2. Consolidate and virtualize workloads. Reduce idle hardware, right-size clusters, and automate power management to match compute demand with utilization.
3. Adopt green coding practices. Encourage developers to write efficient algorithms, limit unnecessary computation, and leverage energy-aware APIs.
4. Leverage renewable-aware scheduling. Run non-urgent workloads when renewable energy supply is highest, aligning compute cycles with grid sustainability.
5. Invest in efficient infrastructure. Choose hardware with better performance-per-watt ratios, and data centers with advanced cooling and waste-heat reuse.

Over time, these steps compound.
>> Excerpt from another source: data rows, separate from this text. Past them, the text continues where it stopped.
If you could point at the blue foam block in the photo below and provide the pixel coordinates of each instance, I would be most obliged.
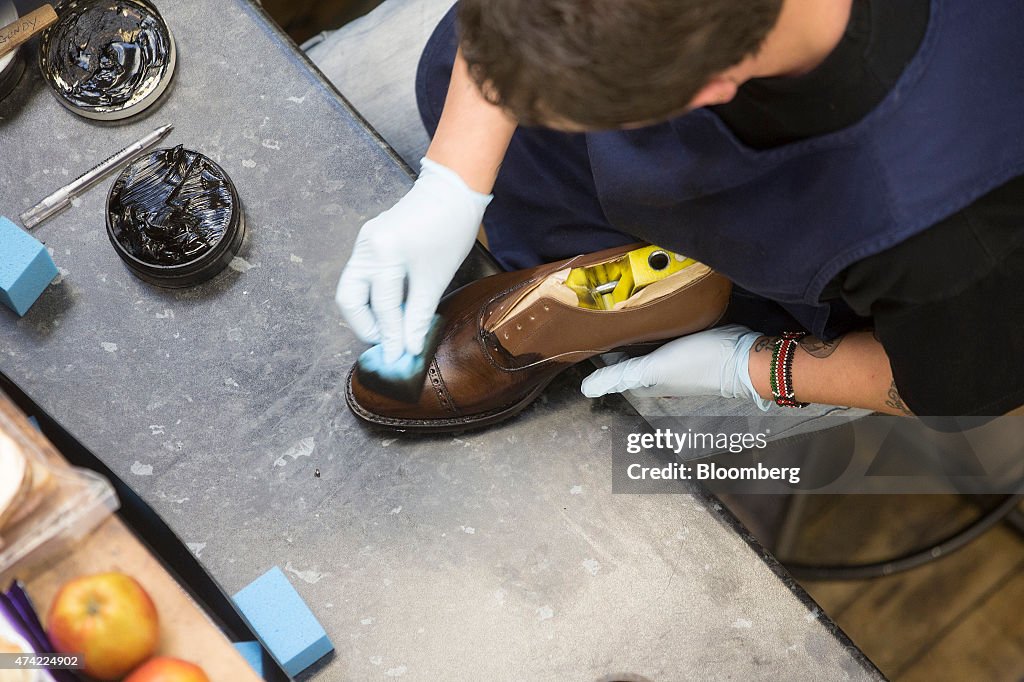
(253, 653)
(26, 267)
(284, 623)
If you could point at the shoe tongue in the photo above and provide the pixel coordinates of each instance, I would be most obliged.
(546, 279)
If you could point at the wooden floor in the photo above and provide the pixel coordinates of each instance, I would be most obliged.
(961, 617)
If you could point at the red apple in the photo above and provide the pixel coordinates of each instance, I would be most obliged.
(109, 619)
(165, 669)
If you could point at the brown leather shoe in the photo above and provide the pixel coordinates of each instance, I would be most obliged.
(507, 336)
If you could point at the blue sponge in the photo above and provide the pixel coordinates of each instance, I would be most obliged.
(26, 267)
(284, 623)
(401, 380)
(253, 653)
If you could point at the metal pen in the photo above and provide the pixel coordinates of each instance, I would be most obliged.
(60, 199)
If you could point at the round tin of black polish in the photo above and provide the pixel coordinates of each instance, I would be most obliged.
(174, 217)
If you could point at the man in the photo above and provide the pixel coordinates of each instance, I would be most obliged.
(854, 166)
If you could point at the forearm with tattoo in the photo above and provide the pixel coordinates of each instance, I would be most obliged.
(856, 375)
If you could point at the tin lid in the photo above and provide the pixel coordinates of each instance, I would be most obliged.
(108, 59)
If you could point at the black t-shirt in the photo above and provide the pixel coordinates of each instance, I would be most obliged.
(944, 303)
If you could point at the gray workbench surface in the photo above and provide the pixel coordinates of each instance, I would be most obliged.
(498, 555)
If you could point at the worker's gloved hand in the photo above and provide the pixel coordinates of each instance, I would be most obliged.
(423, 239)
(711, 363)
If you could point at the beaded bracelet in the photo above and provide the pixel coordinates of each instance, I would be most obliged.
(781, 370)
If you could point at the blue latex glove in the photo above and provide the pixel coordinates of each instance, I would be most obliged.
(421, 240)
(710, 363)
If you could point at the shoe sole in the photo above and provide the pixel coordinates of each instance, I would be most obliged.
(443, 425)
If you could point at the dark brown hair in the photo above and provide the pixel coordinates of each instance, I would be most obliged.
(603, 64)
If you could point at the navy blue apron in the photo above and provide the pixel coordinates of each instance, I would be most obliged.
(780, 222)
(783, 222)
Even small improvements at the algorithmic or chip level can produce exponential efficiency gains when scaled across millions of operations.

Learn more about traditional IT infrastructure and infrastructure for AI >

Why energy efficiency should be on the C-suite agenda

For technical teams, energy-efficient computing is about infrastructure. For business leaders, it’s about resilience, reputation, and return on investment. Here’s why:

• Cost efficiency: Energy often represents 20–40% of data center operating costs. Cutting even 10% can translate into millions in annual savings.
• Brand and customer perception: Sustainable technology practices are becoming a differentiator in talent recruitment, customer trust, and market positioning.
• Operational continuity: As energy markets fluctuate, efficient infrastructure provides stability, ensuring your critical systems keep running even under constraint.

In short, energy efficiency is not just a technical optimization; it’s a strategic differentiator. Organizations that get this right can scale faster, spend less, and lead the conversation around responsible innovation.